30枚の中から私は写真のゼッケンを選んだ。三線(サンシン)を片手に歌う女性が、「何が だいじね!」と問いかける姿を、見事なパッチワークで表している。 

 朝から事件発覚である。メインゲートの正面に貼られていた英文のバナーが、両サイドの切れ端だけを残して切り取られていた。ここには下の写真にある英文のバナーが掲げられていた。

 このバナーの真正面に、キャンプ・シュワブのメインゲートがある。

 ゴールデンウィークが始まり、皆さんいろいろあるのであろう。水曜日にしてはいつもより少なめで、1回目の座り込み。 

 50年前の1975年のこの日(4月30日)がベトナム戦争終結の日だったことが話題に。80年前の沖縄戦ではひどい目にあった沖縄だが、ベトナム戦争では、嘉手納基地が米軍のベトナムへの出撃基地となり、ベトナムの人達からは「悪魔の島」と呼ばれた。沖縄は、米国のベトナム侵略に加担した加害の側だったことを忘れてはいけない。

 いままた、米国に追随してアジアのどこかの国を敵視し、戦争を仕掛けようとしている日本。決して同じ過ちを繰り返えしてはならない。

 当時、昆布の土地闘争の中で歌われた歌がある。「一坪たりとも渡すまい」その中にベトナムと繋がる沖縄が登場する。

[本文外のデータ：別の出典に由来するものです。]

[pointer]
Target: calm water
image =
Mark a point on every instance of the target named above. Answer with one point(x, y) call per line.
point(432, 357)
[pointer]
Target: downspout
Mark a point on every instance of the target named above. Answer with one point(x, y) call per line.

一、東シナ海前に見て わしらが生きた 土地がある    

  この土地こそはわしらの命 祖先ゆずりの 宝もの  

二、わしらは もうはや だまされぬ  老いた固き 手のひらは 

  野良の仕事の傷のあと 一坪たりとも 渡すまい

三、黒い殺人機畿〃が今日も ベトナムの友を 撃ちにゆく 

  世界を結ぶこの空を 再びいくさで けがすまい

                       ※黒い殺人機⇒B52 爆撃機

 

 

 

 

 

 一回目の座り込みを終えテントに戻ると、乗客のいない一台のタクシーがテント前に横付けし、2リットルペットボトルの飲み物一ケースと、お菓子ひと箱を置いて行った。毎月一回定期的に届けられているとのこと。走り去るタクシーに思わず帽子をとって頭を下げた。

 こういう善意の方々に辺野古の闘いは支えられている。

 

 2回目、3回目も人数は少な目。県外からの参加は一人もなかった。

 

 

 

 

 

 沖縄のことばで書かれたプラカードを掲げて抗議する女性に、言葉の意味をたずねる若い県警機動隊。「おばあちゃんと孫の図」、これが平和なときの家庭での風景だったらどんなにいいだろうか!

 

 

 

 

 

 

 

 

 

 

2025年5月1日リンクURL

9年前の4・28を忘れない ~ 米軍元海兵隊員による女性強姦・殺害・死体遺棄事件

 4月28日、沖縄県民は「屈辱の日」と呼ぶ。1952年、沖縄が「日本」から切り離され、米国に人質として売り飛ばされた日だ。

 沖縄県民にとってさらに、9年前(2016年)の4月28日に起こった忘れられない出来事がある。

 当時、うるま市に住んでいた20歳の女性が、家族に「ウォーキングに行く」と言って出掛けたまま、行方不明となり、3カ月後米軍訓練場に通じる山中で、白骨死体となって発見された。

 犯人として逮捕されたのは嘉手納基地勤務の軍属で元海兵隊員。ウォーキング中の女性を後ろからこん棒(米軍の武器)で殴り倒し、首を絞めたうえナイフで刺してレイプしたと供述している。残忍極まりない。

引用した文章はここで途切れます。